IN-SYNC. VII. Evidence for a decreasing spectroscopic binary fraction from 1 to 100 Myr within the IN-SYNC sample

TL;DR

This study investigates how the fraction of spectroscopic binary stars decreases from 1 to 100 million years in young star clusters, using high-resolution infrared spectroscopy and statistical analysis to reveal early dynamical disruption.

Contribution

It provides the first evidence of a significant decline in spectroscopic binary fraction with age within young clusters, highlighting early dynamical processes affecting binary systems.

Findings

Binary fraction declines by a factor of 3-4 from pre-main-sequence to Pleiades age.

Disruption primarily affects wide binaries with orbital periods of 1,000 to 10,000 days.

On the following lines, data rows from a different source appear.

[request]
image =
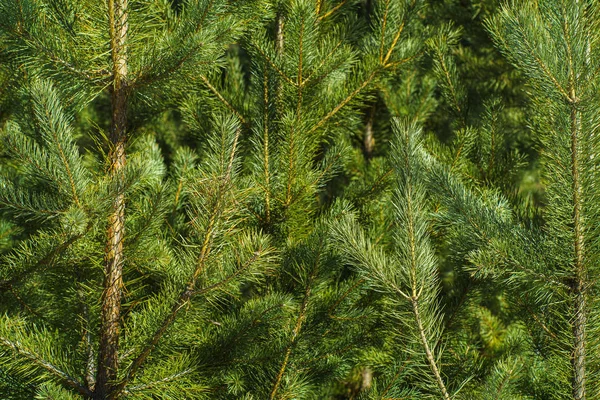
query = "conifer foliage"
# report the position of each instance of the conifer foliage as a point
(299, 199)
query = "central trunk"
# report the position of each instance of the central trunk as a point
(108, 363)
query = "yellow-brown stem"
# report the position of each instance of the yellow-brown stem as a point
(108, 357)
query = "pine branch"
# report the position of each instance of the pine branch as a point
(297, 326)
(108, 360)
(62, 376)
(222, 99)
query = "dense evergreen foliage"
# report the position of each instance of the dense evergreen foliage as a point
(299, 199)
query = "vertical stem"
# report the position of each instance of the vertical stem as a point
(369, 139)
(108, 363)
(266, 146)
(428, 353)
(579, 278)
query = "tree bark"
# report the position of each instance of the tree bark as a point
(578, 283)
(108, 362)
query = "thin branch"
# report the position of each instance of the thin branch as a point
(62, 376)
(343, 103)
(297, 327)
(222, 99)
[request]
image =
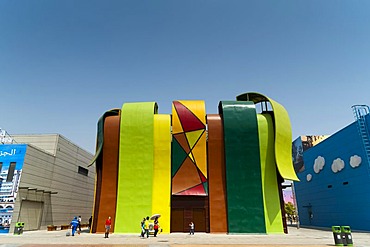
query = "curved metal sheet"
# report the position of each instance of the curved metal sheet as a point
(271, 200)
(136, 158)
(161, 202)
(189, 164)
(106, 170)
(283, 135)
(100, 133)
(243, 169)
(216, 175)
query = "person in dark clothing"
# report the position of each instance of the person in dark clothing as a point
(74, 225)
(108, 224)
(156, 226)
(90, 221)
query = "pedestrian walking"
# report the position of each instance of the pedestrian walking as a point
(108, 224)
(191, 225)
(90, 222)
(79, 224)
(156, 226)
(74, 225)
(146, 226)
(142, 228)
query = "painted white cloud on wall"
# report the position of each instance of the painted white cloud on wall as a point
(355, 161)
(338, 165)
(319, 164)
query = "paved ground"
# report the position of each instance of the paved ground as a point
(302, 237)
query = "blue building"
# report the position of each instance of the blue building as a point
(335, 177)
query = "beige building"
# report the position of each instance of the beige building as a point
(55, 183)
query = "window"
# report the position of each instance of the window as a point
(83, 171)
(11, 169)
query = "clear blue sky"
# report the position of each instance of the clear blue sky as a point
(64, 63)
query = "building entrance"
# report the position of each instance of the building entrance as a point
(186, 209)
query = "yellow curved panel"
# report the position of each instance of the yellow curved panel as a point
(176, 125)
(271, 200)
(161, 195)
(283, 135)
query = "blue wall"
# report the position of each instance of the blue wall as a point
(341, 198)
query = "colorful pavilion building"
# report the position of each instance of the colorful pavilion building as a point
(222, 171)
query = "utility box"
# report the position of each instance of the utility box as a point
(337, 235)
(347, 236)
(18, 229)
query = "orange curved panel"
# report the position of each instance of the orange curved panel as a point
(216, 175)
(105, 200)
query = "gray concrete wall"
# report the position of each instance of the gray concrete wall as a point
(53, 180)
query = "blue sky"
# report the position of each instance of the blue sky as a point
(64, 63)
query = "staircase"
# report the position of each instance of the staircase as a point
(360, 112)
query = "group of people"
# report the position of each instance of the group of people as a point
(76, 224)
(145, 227)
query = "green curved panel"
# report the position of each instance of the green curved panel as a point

The decline is statistically significant when considering all pre-main-sequence clusters together.

Abstract

We study the occurrence of spectroscopic binaries in young star-forming regions using the INfrared Spectroscopy of Young Nebulous Clusters(IN-SYNC) survey, carried out in SDSS-III with the APOGEE spectrograph. Multi-epoch observations of thousands of low-mass stars in Orion A, NGC 2264, NGC 1333, IC 348, and the Pleiades have been carried out, yielding H-band spectra with a nominal resolution of R=22,500 for sources with H $\le$ 12 mag. Radial velocity precisions of $\sim$0.3 $km\:s^{-1}$ were achieved, which we use to identify radial velocity variations indicative of undetected companions. We use Monte Carlo simulations to assess the types of spectroscopic binaries to which we are sensitive, finding sensitivity to binaries with orbital periods $< 10^{4}$ d, for stars with $2500 {\rm K} \le T_\mathrm{eff} \le 6000 {\rm K}$ and $\it{v} \sin \it{i}$ $\le$ 100 $km\:s^{-1}$. Using Bayesian inference, we find evidence for a decline in the spectroscopic binary fraction, by a factor of 3-4 from the age of our pre-main-sequence sample to the Pleiades age . The significance of this decline is weakened if spot-induced radial-velocity jitter is strong in the sample, and is only marginally significant when comparing any one of the pre-main-sequence clusters against the Pleiades. However, the same decline in both sense and magnitude is found for each of the five pre-main-sequence clusters, and the decline reaches statistical significance of greater than 95% confidence when considering the pre-main-sequence clusters jointly. Our results suggest that dynamical processes disrupt the widest spectroscopic binaries ($P_{\rm orb} \approx 10^3 - 10^4$ d) as clusters age, indicating that this occurs early in the stars' evolution, while they still reside within their nascent clusters.